Vaccine

The language he uses suggests some bipolar tendency
Um, don't you have to visit another pole to be bipolar? I'd say he is far more uni-polar than bipolar, although I'm pretty sure its just an act, he's playing a character under the anonymity of an online forum. If he was that mentally ill he wouldn't be able to logon. Another alternative is that he is a Gender Studies instructor at the local JC.
 
So the beat goes on. Have to be vaccinated or have a negative test with 72hrs to attend the games or events. People are going to be turned away at the LAFC games and the Halloween events like at Universal.


Number of people I guess including some HS or club coaches are losing jobs besides just medical professionals. Long time manager at a place where one of our young adults works was put on leave yesterday and was not allowed to enter the facility. Getting real...
Fully vaccinated, or proof of negative test, and.....masked.. Science.

Always makes me laught when they say proof of negative test 72 hrs prior. I suppose they could be more sciency and demand proof of isolation as well.
 
100%. Grace gives some good reasons.

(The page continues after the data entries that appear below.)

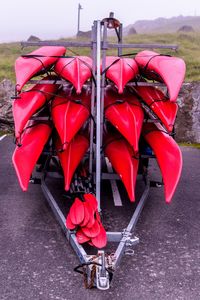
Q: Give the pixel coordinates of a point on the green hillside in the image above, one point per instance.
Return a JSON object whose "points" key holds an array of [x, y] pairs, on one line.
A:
{"points": [[189, 50]]}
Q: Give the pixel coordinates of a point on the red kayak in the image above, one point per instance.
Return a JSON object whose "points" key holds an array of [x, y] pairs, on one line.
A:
{"points": [[69, 112], [120, 71], [76, 69], [29, 103], [26, 156], [121, 156], [28, 66], [168, 155], [164, 109], [72, 156], [125, 113], [167, 69]]}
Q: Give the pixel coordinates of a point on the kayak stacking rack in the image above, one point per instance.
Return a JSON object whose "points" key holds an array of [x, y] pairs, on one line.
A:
{"points": [[97, 268]]}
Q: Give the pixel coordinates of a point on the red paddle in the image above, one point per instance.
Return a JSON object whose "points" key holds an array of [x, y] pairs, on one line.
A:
{"points": [[90, 198], [77, 212], [81, 237], [93, 231], [69, 223], [100, 240], [88, 215]]}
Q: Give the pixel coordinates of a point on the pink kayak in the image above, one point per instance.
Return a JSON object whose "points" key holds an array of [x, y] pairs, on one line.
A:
{"points": [[29, 103], [72, 156], [28, 66], [120, 71], [121, 156], [125, 113], [167, 69], [77, 70], [164, 109], [168, 155], [25, 156], [69, 112]]}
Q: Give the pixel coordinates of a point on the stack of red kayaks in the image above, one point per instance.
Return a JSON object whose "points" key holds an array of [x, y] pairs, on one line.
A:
{"points": [[126, 113], [69, 68], [30, 65], [120, 71], [126, 106], [68, 108], [163, 68], [84, 217]]}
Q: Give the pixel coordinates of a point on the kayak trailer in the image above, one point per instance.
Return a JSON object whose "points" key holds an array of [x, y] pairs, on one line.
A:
{"points": [[98, 268]]}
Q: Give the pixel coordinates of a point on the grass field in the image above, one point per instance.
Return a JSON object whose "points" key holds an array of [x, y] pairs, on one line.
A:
{"points": [[189, 50]]}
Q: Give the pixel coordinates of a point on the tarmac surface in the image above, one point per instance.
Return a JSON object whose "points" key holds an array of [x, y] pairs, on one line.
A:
{"points": [[36, 261]]}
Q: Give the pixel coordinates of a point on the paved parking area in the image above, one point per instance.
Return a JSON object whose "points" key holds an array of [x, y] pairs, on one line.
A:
{"points": [[37, 263]]}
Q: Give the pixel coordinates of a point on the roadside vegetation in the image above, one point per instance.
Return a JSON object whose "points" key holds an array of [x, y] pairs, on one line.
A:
{"points": [[189, 50]]}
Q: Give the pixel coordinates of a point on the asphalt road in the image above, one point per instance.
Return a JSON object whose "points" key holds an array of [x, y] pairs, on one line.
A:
{"points": [[37, 263]]}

The left has this odd and apparently fear based mentality where its the children's responsibility to protect adults. Like I said before this is like not allowing kids on the Titanic for fear they might panic and flip the lifeboats and kill adults. If you think that school closures and mask and vaccine mandates are for the protection of children you need to take a deeper dive into the data.

I don't recall you calling out EOTL/GG on any of his inappropriate comments, so pot meet kettle. If you think his name calling, venom and blatant mischaracterizations are even remotely close to what the right leaning posters say here I question your observational skills. With maybe one exception, the right leaning posters tend to post facts for their arguments whereas the left leaning tend to post emotions and insults. Recall that EOTL has already been kicked off this forum once.

And as far as calling out others outside this board, how many on the left called the summer riots vs the right that called out the Jan 6 riot? You'll find that the right was far more critical of the 6th then the left of the summer riots. If you recall McConnell spoke out on the Senate floor and called out the rioters and Trump. Did Pelosi or anyone on the left do the same about the summer riots aka the "Summer of Love"?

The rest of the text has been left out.